Was Roe vs. Wade, once seen as a great victory for reproductive freedom, actually the beginning of the end for the women’s movement? In her review of Jeanne Flavin’s Our Bodies, Our Crimes, Gloria Feldt laments that the Griswold vs. Connecticut and Roe vs. Wade “victories carried within them the seeds of their own demise, for they were not grounded in women’s moral and legal agency for which the law should provide protection equal to men’s” [“Beyond Roe,” Issue #11]. According to Feldt, because those cases turned on the right to privacy–which is not explicitly enumerated in the Constitution–instead of the right to equal protection–which is–women’s access to contraception and abortion has been eroded rather than cemented over the past few decades.
While Griswold and Roe provided watershed protections for reproductive rights in American jurisprudential history, and while those rights have been swiftly diminished over the years, it is not necessarily the case that, had the Court chosen another route, reproductive rights would be more secure today. Indeed, it was not only legal decisions but also political missteps–specifically, the pro-choice movement’s inability to address the distinctive concerns of women of color, young women, and poor women–that brought us to the point where reproductive rights still are denied to too many women and remain vulnerable to conservative attacks.

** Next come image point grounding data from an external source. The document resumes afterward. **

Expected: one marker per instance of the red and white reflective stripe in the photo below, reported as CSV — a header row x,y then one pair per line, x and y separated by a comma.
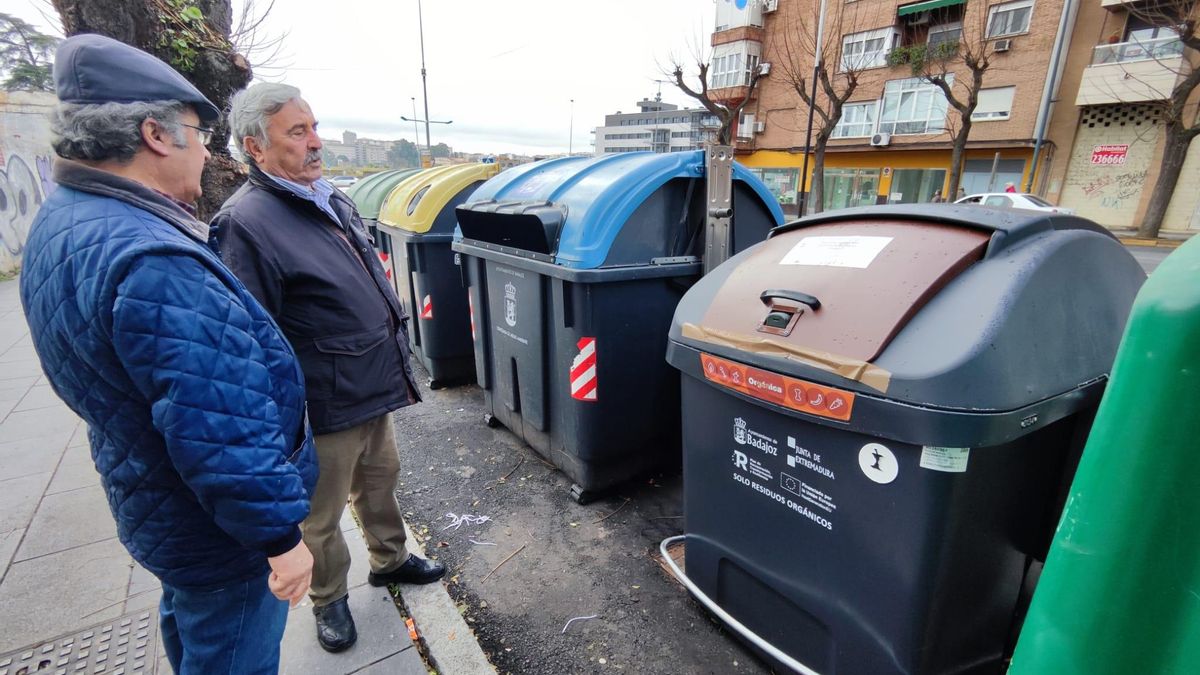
x,y
471,309
583,370
387,268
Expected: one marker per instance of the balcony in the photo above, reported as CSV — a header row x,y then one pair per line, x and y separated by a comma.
x,y
1131,72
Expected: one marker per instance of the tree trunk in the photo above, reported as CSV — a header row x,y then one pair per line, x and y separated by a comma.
x,y
816,187
217,73
1175,150
958,155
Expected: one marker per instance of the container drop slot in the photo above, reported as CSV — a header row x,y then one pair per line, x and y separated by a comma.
x,y
515,225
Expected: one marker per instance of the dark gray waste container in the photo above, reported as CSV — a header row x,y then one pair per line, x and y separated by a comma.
x,y
881,407
419,216
575,267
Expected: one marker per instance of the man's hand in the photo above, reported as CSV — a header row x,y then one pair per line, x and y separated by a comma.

The battle to control women, their fertility, and their sexuality is as old as the story of Adam and Eve. As Feldt herself notes, “Griswold and Roe didn’t end the fight for dominance over women’s sexual and procreative lives; they started a new round.” One or two Supreme Court cases by themselves could hardly settle the matter once and for all. Although the privacy doctrine has been susceptible to a particular set of critiques, it is difficult to imagine that the fight would be over by now, even if the Court had crafted an equality-based approach to abortion. Abortion opponents are as creative as they are relentless–no doubt they could have come up with an equally powerful offensive against an alternative defense.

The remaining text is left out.